General Performance Issues#

  • Out of memory errors: Reduce MSA depth, decrease sequence length, or upgrade to GPUs with more memory

  • Slow performance: Ensure fast storage (NVMe SSD), sufficient CPU cores, and adequate system RAM

  • Poor quality predictions: Check input sequence quality, increase MSA depth if available, or adjust diffusion parameters

Backend-Specific Issues#

  • TensorRT errors with long sequences: Use PyTorch backend for sequences >2048 residues

    export NIM_OPTIMIZED_BACKEND=torch
    
  • TensorRT errors with short sequences: Use PyTorch backend for sequences <4 residues

    export NIM_OPTIMIZED_BACKEND=torch
    
  • Inconsistent results between backends: This is expected; TensorRT uses optimizations that may produce slightly different numerical results while maintaining accuracy

Benchmarking Issues#

The following are “File not found” errors.

  • “Input file not found”: Generate input JSON files first using generate_inputs.py

    python generate_inputs.py  # Creates all input files
    python generate_inputs.py 8eil  # Or for specific PDB
    
  • “Reference file not found”: Download CIF files from RCSB PDB

    wget https://files.rcsb.org/download/8eil.cif -O references/8eil.cif
    

The following are structure comparison issues.

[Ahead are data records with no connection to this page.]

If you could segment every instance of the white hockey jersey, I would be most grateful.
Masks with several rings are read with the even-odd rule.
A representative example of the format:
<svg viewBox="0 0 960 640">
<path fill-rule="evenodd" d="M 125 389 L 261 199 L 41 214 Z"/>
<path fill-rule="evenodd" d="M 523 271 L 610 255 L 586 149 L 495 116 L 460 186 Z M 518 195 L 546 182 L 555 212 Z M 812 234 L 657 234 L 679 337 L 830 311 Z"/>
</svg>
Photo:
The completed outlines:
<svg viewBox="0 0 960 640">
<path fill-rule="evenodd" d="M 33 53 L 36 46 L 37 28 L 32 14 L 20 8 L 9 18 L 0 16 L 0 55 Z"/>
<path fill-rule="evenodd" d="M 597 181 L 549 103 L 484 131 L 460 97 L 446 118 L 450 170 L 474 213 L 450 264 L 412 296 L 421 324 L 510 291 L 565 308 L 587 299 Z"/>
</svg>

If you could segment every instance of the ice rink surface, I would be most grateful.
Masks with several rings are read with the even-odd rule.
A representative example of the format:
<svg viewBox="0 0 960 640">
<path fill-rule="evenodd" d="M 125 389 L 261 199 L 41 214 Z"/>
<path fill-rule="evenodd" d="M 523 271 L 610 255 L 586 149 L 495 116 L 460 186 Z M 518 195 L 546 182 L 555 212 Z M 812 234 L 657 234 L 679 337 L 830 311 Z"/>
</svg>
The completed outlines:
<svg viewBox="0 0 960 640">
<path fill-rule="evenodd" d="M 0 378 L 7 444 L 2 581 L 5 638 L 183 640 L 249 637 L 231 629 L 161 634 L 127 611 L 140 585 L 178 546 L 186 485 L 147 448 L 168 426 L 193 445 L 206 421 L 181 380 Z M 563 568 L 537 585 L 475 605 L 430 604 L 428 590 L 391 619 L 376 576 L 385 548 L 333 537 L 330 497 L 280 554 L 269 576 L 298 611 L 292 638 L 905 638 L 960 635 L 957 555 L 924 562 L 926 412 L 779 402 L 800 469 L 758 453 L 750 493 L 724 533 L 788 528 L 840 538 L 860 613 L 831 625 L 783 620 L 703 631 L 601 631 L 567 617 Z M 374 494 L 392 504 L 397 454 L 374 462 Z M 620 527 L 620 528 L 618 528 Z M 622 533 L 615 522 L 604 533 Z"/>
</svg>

  • OpenStructure comparison failures: Ensure both predicted and reference structures have compatible chain IDs and residue numbering

  • Missing atoms in predictions: Use --fault-tolerant flag to handle incomplete structures (already included in script)

  • lDDT score of 0.0: Check that sequences match between prediction and reference; may indicate alignment failure

The following are NIM connection issues.

  • “Connection refused”: Ensure OpenFold3 NIM is running

    curl http://localhost:8000/v1/health/ready  # Should return {"object":"health.response","message":"ready","status":"ready"}
    

Note

For detailed performance tuning guidance specific to your deployment, refer to the documentation on configuration and optimization.